Menurut AKP M. Romi, struktur kemasan dan jumlah sabu tersebut menunjukkan bahwa tersangka memiliki peran penting dalam jaringan pengedar lokal. Ia juga menduga bahwa F telah menjalankan aktivitas ini cukup lama dan menggunakan rumah tersebut sebagai tempat aman untuk menyimpan barang haram.
Ditetapkan sebagai Pengedar dengan Ancaman Hukuman Berat
Setelah semua bukti dikumpulkan, F langsung dibawa ke Mapolres Lubuk Linggau untuk penyidikan lebih lanjut. Berdasarkan barang bukti yang ditemukan, ia dijerat dengan pasal berlapis, yaitu:
- Pasal 114 ayat (2) UU RI No. 35 Tahun 2009 tentang Narkotika, yang mengatur tentang peredaran dan penjualan narkotika golongan I dalam jumlah besar
- Pasal 112 ayat (2) UU RI No. 35 Tahun 2009, terkait kepemilikan dan penguasaan narkotika
Kedua pasal ini memiliki ancaman hukuman berat berupa pidana penjara dalam jangka waktu panjang, bahkan dapat mencapai belasan tahun penjara.
Polres Lubuk Linggau Tegaskan Komitmen Berantas Narkotika
Kasatresnarkoba AKP M. Romi menegaskan bahwa pengungkapan kasus ini adalah bukti nyata bahwa laporan masyarakat sangat membantu dalam memutus alur peredaran narkoba.
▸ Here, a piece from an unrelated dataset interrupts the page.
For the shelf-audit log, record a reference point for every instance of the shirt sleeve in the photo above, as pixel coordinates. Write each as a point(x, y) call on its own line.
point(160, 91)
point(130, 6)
Ia mengapresiasi warga yang berani melapor dan berharap semakin banyak masyarakat yang aktif menjaga lingkungannya dari ancaman narkotika.
Penangkapan F menambah daftar panjang keberhasilan Sat Resnarkoba Polres Lubuk Linggau dalam menekan peredaran gelap narkotika di wilayah hukum mereka. Operasi ini diharapkan menjadi peringatan bagi para pelaku lain bahwa aparat tidak akan ragu melakukan tindakan tegas dan cepat untuk menghentikan bisnis barang haram.
Dengan dukungan masyarakat dan tindakan konsisten dari pihak kepolisian, wilayah Lubuk Linggau diharapkan dapat terus memperkuat ketahanan terhadap ancaman narkotika demi keselamatan generasi muda.